Rays Wheels

KabarOto.com – PT Pertamina (Persero) memastikan pasokan bahan bakar di semua Lembaga Distribusi Bahan Bakar Satu Harga yang tersebar di 125 daerah tertinggal, Perbatasan dan Terluar (3T).

Pertamina telah mendistribusikan 25.657 KL BBM, termasuk Premium 18.014 KL dan Solar 7.643 KL ke semua Agen Distribusi yang telah berhasil didirikan oleh Pertamina pada periode 2017–2019 di Pertamina MOR VIII wilayah Maluku – Papua.

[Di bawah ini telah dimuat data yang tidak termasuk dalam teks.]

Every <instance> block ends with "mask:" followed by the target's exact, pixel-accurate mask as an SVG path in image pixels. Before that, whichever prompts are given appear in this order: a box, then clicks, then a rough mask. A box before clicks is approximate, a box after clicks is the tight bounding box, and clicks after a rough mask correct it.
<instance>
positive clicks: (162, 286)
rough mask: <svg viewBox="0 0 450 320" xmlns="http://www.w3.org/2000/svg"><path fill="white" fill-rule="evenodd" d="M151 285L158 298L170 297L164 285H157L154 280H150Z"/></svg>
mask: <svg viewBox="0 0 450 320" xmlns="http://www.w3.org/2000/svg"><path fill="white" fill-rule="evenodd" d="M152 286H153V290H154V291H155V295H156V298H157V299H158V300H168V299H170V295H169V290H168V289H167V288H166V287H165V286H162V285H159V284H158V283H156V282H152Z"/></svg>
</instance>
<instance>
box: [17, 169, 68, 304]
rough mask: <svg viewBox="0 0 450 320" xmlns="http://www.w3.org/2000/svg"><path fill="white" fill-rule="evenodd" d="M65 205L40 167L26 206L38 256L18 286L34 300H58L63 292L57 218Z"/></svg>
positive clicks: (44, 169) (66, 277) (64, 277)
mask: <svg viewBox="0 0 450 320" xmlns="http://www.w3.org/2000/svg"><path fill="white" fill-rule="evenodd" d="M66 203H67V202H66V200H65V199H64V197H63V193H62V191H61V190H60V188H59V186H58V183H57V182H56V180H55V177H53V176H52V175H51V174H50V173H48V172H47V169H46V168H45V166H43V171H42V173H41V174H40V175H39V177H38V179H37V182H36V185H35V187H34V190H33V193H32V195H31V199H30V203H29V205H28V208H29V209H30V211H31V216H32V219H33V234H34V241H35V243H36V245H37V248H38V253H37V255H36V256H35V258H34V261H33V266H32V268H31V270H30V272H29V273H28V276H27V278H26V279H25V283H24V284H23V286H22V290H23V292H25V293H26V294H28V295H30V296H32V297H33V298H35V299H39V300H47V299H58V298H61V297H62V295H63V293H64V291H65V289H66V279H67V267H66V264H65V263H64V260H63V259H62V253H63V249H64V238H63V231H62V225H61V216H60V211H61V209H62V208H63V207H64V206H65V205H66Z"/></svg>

Khusus untuk daerah yang sulit dijangkau, Pertamina menyiapkan pesawat khusus untuk transportasi bahan bakar tipe ATR dengan kapasitas 4.000 liter.

"BBM Satu Harga adalah komitmen Pertamina untuk menyediakan energi yang adil bagi semua orang Indonesia, terutama di daerah 3T. Sesuai dengan amanat Undang-Undang, terutama UU Migas No. 22 tahun 2001 dan UU Energi No. 30 tahun 2007, Pertamina memiliki tugas untuk membuka aksesibilitas dan ketersediaan dan menyediakan energi berkelanjutan, "jelas Manajer Unit Komunikasi, Hubungan & CSR, MOR VIII, Brasto Galih Nugroho.

Baca juga: Berkat Energi Pertamina Berhasil Digelar di Kota Medan

Program BBM One Price, lanjut Brasto, akan berlanjut di area 3T sehingga pada akhirnya semua wilayah 3T akan memiliki akses dan kemudahan energi yang terjangkau.

Karena alasan ini, pada tahun 2019, Pertamina menargetkan secara nasional untuk mendirikan lembaga penyalur di 29 wilayah 3T yang sulit dijangkau karena keterbatasan infrastruktur. Khususnya di wilayah Maluku, Papua, 4 poin BBM One Price dibangun, melengkapi 36 poin yang sudah beroperasi.

Kehadiran Satu Harga BBM di wilayah Maluku di Papua dinikmati oleh banyak Usaha Mikro, Kecil dan Menengah (UMKM) di wilayah 3T untuk mengembangkan bisnis mereka. Berbagai bisnis, termasuk transportasi, perdagangan, industri rumah tangga, perikanan, dan pertanian terus berkembang seiring dengan kemudahan dan ketersediaan bahan bakar dengan harga terjangkau.

"Satu Harga BBM telah mendorong kegiatan ekonomi di daerah 3T, karena orang semakin bisa mendapatkan akses ke BBM. Harga bahan bakar yang sebelumnya sekitar Rp. 10.000 hingga Rp. 50.000 per liter kini telah turun menjadi Rp. 6.450 (premium) dan Rp. 5.150 (diesel) di pompa bensin atau "agen penyalur BBM resmi Pertamina," kata Brasto.

Baca juga: Tidak Ada Perubahan Ganti Oli dari Layanan Pertamina Lubecare Mobile, Ada Diskon!

Satu Harga BBM telah mendorong efisiensi biaya transportasi, harga barang, terutama kebutuhan pokok juga mengalami penurunan, sehingga pertumbuhan ekonomi di kawasan ini meningkat pesat.

"Kehadiran One Price BBM adalah energi yang mendorong pertumbuhan ekonomi di wilayah 3T. Sesuai dengan tagline BUMN Present untuk Negara, Pertamina akan terus mendistribusikan energi ke seluruh pelosok negara, tanpa henti," simpul Brasto.